Die Programmiersprache C enthält einen einfachen Makroprozessor, den C-Präprozessor. Dieser kann für die folgenden Aufgaben eingesetzt werden:

  • Definition von symbolischen Konstanten
  • Bedingte Übersetzung
  • Erweiterung der Sprache durch einfache Sprachkonstrukte
  • Vereinfachung der Schreibarbeit
Befehle des C-Präprozessors (Auswahl)
MakroBeschreibung
#define name ErsatztextDefinition des neuen Makros name. Tritt name im Text auf, wird es durch den Ersatztext ersetzt.
#define name(p1,p2) txtDefinition des neuen Makros name mit den Parametern p1 und p2. Innerhalb von txt werden die Zeichenfolgen p1 und p2 durch den jeweiligen Text der aktuellen Parameter ersetzt.
#ifdef name
#else
#endif
Bedingte Übersetzung. Die Zeilen zwischen den Makros werden nur übersetzt, wenn ein Makro name existiert oder nicht.
__FILE__
__LINE__
Name und Zeilennummer der Datei, die den Programmtext enthält.
__unix__Vordefiniert unter Unix-Betriebssystemen, undefiniert unter anderen Systemen.
#include <datei>
#include "datei"
Datei einlesen und Text in die Ausgabe einfügen.

Die Möglichkeiten des C-Präprozessors sind relativ eingeschränkt. Er gibt der Sprache jedoch eine zusätzliche Flexibilität, die von anderen Sprachen kaum erreicht wird. Allerdings führt das in komplexen Programmsystemen auch zu Schwierigkeiten mit der Wartung und Pflege einheitlicher Definitionen, weshalb nachfolgend entwickelte Programmiersprachen teilweise bewusst auf dieses Konzept verzichtet hatten.

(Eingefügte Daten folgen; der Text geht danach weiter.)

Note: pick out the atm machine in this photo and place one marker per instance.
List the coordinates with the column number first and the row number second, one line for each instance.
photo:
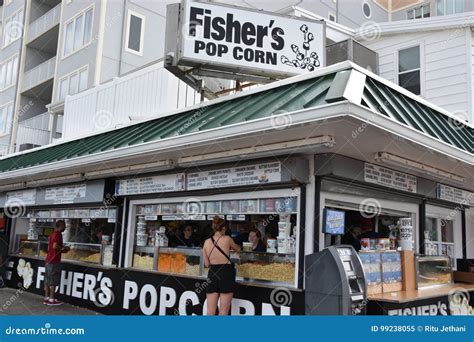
column 335, row 282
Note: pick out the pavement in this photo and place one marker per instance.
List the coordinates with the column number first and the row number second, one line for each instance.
column 13, row 302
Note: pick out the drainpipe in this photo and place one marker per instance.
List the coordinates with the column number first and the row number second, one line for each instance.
column 21, row 72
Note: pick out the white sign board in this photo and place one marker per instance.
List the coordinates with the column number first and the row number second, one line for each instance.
column 151, row 184
column 65, row 194
column 234, row 176
column 237, row 38
column 390, row 178
column 21, row 198
column 451, row 194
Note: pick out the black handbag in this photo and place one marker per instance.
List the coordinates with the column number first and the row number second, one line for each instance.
column 234, row 270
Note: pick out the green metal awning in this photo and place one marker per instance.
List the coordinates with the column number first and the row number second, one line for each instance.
column 282, row 97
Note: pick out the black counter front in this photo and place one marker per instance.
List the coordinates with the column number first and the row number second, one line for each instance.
column 126, row 291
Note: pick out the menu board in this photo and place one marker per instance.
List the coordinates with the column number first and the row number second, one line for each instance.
column 151, row 184
column 235, row 176
column 65, row 194
column 333, row 222
column 390, row 178
column 451, row 194
column 23, row 197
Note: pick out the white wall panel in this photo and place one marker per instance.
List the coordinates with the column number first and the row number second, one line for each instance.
column 145, row 93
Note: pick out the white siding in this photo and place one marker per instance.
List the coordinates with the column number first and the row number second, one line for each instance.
column 444, row 55
column 148, row 92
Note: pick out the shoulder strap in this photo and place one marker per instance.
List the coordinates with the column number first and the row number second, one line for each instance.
column 220, row 250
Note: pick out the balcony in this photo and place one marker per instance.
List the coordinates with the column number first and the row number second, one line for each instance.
column 5, row 149
column 39, row 74
column 44, row 23
column 34, row 132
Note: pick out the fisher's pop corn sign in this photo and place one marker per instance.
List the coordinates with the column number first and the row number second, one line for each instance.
column 234, row 39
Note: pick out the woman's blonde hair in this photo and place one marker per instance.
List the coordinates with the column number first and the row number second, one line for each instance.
column 218, row 224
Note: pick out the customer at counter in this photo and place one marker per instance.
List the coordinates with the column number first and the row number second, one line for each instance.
column 255, row 238
column 222, row 272
column 187, row 238
column 52, row 276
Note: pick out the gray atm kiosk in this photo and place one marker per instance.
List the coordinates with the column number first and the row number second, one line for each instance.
column 335, row 282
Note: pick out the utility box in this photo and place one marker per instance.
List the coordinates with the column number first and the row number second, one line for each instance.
column 350, row 50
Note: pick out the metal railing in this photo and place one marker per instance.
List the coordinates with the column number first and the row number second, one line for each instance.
column 39, row 121
column 33, row 136
column 44, row 23
column 5, row 149
column 39, row 74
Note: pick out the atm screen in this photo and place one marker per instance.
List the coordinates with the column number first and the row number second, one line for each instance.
column 354, row 285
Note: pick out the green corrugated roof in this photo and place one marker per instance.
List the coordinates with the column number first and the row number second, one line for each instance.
column 401, row 108
column 308, row 93
column 287, row 98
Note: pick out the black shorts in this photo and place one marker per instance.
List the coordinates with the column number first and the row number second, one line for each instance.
column 221, row 279
column 52, row 275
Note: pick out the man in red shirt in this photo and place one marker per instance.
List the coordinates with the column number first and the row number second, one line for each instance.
column 53, row 264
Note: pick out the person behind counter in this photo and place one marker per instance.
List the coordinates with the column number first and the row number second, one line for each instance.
column 221, row 275
column 188, row 238
column 255, row 237
column 53, row 263
column 243, row 236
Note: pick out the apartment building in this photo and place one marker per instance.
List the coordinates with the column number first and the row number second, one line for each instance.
column 355, row 13
column 11, row 42
column 431, row 57
column 52, row 49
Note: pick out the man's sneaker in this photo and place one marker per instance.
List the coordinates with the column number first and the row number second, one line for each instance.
column 54, row 302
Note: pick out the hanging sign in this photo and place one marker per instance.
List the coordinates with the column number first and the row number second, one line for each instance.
column 151, row 184
column 230, row 38
column 235, row 176
column 451, row 194
column 23, row 198
column 390, row 178
column 65, row 194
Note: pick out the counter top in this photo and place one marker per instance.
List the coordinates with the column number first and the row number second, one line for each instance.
column 412, row 295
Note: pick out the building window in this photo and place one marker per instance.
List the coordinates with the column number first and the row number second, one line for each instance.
column 419, row 12
column 73, row 83
column 13, row 28
column 446, row 7
column 78, row 32
column 367, row 10
column 8, row 73
column 409, row 71
column 135, row 33
column 6, row 117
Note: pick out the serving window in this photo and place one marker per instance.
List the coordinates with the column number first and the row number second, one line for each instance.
column 442, row 234
column 166, row 235
column 89, row 233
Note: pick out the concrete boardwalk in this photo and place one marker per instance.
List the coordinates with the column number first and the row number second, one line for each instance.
column 13, row 302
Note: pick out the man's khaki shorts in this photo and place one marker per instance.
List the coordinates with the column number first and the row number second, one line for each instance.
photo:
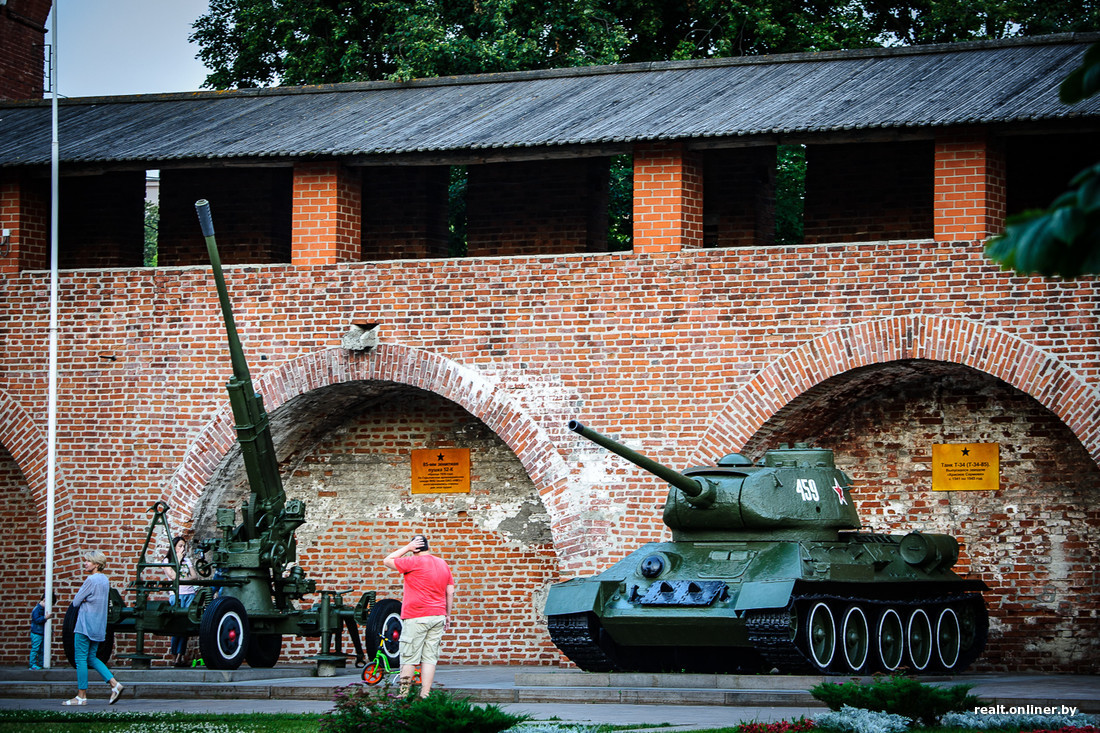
column 420, row 639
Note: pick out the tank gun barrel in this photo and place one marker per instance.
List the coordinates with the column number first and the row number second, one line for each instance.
column 686, row 484
column 253, row 430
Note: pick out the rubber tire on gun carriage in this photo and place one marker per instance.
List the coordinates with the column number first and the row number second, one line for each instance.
column 223, row 634
column 384, row 622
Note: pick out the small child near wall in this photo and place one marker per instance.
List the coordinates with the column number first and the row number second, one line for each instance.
column 39, row 617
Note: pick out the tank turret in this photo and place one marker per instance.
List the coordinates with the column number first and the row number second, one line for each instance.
column 767, row 569
column 799, row 490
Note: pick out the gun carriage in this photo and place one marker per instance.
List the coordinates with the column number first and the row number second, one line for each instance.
column 768, row 569
column 249, row 580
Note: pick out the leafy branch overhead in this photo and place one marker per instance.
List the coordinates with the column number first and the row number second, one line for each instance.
column 1063, row 240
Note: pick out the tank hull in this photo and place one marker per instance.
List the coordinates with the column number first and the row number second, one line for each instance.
column 857, row 604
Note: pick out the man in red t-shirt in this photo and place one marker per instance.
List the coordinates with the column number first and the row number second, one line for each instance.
column 426, row 609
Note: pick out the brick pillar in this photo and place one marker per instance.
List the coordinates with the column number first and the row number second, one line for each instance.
column 969, row 187
column 327, row 206
column 24, row 210
column 668, row 198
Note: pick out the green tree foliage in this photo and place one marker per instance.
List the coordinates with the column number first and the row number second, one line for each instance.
column 1063, row 240
column 249, row 43
column 152, row 226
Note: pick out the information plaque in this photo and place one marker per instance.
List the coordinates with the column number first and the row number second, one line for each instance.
column 966, row 467
column 441, row 471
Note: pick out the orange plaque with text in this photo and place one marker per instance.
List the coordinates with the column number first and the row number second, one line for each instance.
column 441, row 471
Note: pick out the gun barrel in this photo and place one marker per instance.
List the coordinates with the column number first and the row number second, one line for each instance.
column 689, row 485
column 253, row 430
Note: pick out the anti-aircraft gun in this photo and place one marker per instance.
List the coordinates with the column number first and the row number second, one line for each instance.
column 249, row 577
column 767, row 569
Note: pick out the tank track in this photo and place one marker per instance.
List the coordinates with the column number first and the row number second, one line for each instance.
column 769, row 630
column 578, row 636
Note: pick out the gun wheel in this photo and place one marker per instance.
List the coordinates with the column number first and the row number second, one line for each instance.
column 890, row 641
column 223, row 634
column 856, row 637
column 948, row 635
column 919, row 639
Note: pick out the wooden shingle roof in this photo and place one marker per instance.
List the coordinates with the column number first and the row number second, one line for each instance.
column 905, row 88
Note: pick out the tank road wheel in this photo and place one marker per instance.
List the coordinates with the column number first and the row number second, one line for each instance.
column 68, row 638
column 223, row 634
column 948, row 636
column 919, row 639
column 385, row 622
column 263, row 651
column 855, row 638
column 974, row 627
column 889, row 641
column 821, row 636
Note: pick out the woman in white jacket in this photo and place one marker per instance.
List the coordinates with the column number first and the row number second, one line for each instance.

Im folgenden Programmbeispiel

  #define FIELDSIZE 100

  int Feld[FIELDSIZE];
  main() {
     int i;
     Feld[0] = 0; Feld[1] = 1;
     for (i = 2; i < FIELDSIZE; ++i)
        Feld[i] = Feld[i-1] + Feld[i-2];
  }

wird FIELDSIZE einfach durch 100 ersetzt:

  int Feld[100];
  main() {
     int i;
     Feld[0] = 0; Feld[1] = 1;
     for (i = 2; i < 100; ++i)
        Feld[i] = Feld[i-1] + Feld[i-2];
  }

Erst dadurch entsteht ein Programmtext, den der eigentliche C-Compiler fehlerfrei übersetzen kann.[1]

Das folgende Programm ermittelt, ob es unter Unix kompiliert worden ist. Andernfalls wird auf eine Eingabe gewartet:

  #include <stdio.h>
  main() {
     printf("Das Programm läuft ");
  #ifdef __UNIX__
     printf("unter Unix.\n");
  #else
     printf("unter einem unbekannten Betriebssystem.\n");
     printf("Bitte drücken Sie eine Taste!");
     getchar();
  #endif
  }

Ein Unix-Compiler würde hier den folgenden Text übersetzen:

  main() {
     printf("Das Programm läuft ");
     printf("unter Unix.\n");
  }

Ein Compiler eines unbekannten Betriebssystems würde dagegen das folgende Programm übersetzen:

  main() {
     printf("Das Programm läuft ");
     printf("unter einem unbekannten Betriebssystem.\n");
     printf("Bitte drücken Sie eine Taste!");
     getchar();
  }

Der C-Makroprozessor ist jedoch viel einfacher als der m4-Prozessor. Er erlaubt keine rekursiven Aufrufe, Schleifen oder Auswertung von Ausdrücken.

TeX und LaTeX

Der Makroprozessor des Textsatzprogramms TeX kann für benutzerdefinierte Erweiterungen verwendet werden. Das Makropaket LaTeX von Leslie Lamport stellt eine verbreitete Erweiterung dar. Statt define werden neue Makros durch newcommand definiert.

Einen Teil eines CD-Covers zeigt das folgende Beispiel:

 \documentclass[landscape,dvips]{article}
 \usepackage{cd-cover}

 \newcommand{\lied}[4]{
 \small{\textsf{#1}} & \small{\textsf{#2}}
                     & \small{\textsf{#3}}
                     & \small{\textsf{#4}} \\}
 \begin{document}
 %[...]
 \begin{tabular}{l l l l}
 \lied{1} {Neneh Cherry}
          {Woman}
          {04:10}
 \lied{2} {Luz Casal}
          {Piensa en mi}
          {04:27}
 %[...]
 \lied{14}{Axelle Red}
          {Rester femme}
          {05:01}
 \end{tabular}

 \end{document}

MediaWiki

Die Wiki-Engine MediaWiki enthält einen Makroprozessor. Hierzu werden Vorlagenseiten (engl. template) erstellt, die dann inklusive Parametern in eine Seite eingebunden werden können.

Siehe auch

  • Prozessor (Software)

Anmerkungen

  1. Tatsächlich erfolgt seit Jahrzehnten die Verarbeitung aber nicht mehr in zwei aufeinanderfolgenden Schritten (sofern der Benutzer das Ergebnis des Preprocessing nicht ausdrücklich als Ausgabe zu sehen wünscht), sondern in einem Durchgang während der Kompilierung.